Qiannan Zhang1 Ankur Solanki1 Mingjie Li1 David Giovanni1 Kaushik Parida2 Thomas Jansen3 Maxim Pshenichnikov3 Tze Chien Sum1

1, School of Physical and Mathematical Sciences, Nanyang Technological University, Singapore, , Singapore
2, School of Material Science and Engineering, Nanyang Technological University, Singapore, , Singapore
3, Zernike Institute for Advanced Materials, University of Groningen, Nijenborgh, , Netherlands

Ruddlesden-Popper (RP) halide perovskites are promising optoelectronic materials due to their high-performance in PV applications and excellent ambient stability.
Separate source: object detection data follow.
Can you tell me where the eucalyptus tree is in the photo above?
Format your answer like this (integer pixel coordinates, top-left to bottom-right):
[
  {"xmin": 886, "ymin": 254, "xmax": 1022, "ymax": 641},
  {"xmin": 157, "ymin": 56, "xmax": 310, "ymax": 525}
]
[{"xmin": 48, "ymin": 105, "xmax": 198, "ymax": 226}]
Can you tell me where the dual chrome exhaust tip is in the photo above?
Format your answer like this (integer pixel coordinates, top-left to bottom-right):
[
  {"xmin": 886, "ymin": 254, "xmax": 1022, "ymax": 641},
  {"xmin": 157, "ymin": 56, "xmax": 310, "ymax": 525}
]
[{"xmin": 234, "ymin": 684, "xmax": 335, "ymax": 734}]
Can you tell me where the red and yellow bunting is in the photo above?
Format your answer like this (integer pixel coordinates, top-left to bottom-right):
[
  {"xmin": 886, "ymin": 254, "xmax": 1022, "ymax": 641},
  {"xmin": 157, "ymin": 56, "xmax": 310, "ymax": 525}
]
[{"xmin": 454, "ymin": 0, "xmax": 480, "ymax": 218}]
Their ferroelectric properties provide an exciting opportunity to further improve PV performance based on the nature of their layered structure. Polar domains in ferroelectric materials play an important role in separating electrons and holes. However, the relation between structure and function which lead to the RP ferroelectrics remains unknown. Herein, we realize tunable ferroelectricity in 2-phenylethylammonium (PEA) and methylammonium (MA) RP halide perovskite (PEA)2(MA)n-1PbnI3n+1 by varying the number of inorganic layers and tuning the correlation length of the ferroelectric order. Firstly, the non-centrosymmetric nature of RP thin films is confirmed by nonlinear optics. Secondly, switchable polarity leading to ferroelectric properties is validated by piezo force microscopy and polarization-electric field measurements microscopically and macroscopically. Then, the origin of ferroelectricity in the RP halide perovskites is investigated by MD simulations. Finally, dark current-voltage hysteresis phenomenon implies potential issues for light harvesting and light emitting applications. Importantly, our findings reveal an exciting approach to engineer tunable RP ferroelectrics, which could pave the way to new functionalities for perovskite optoelectronics.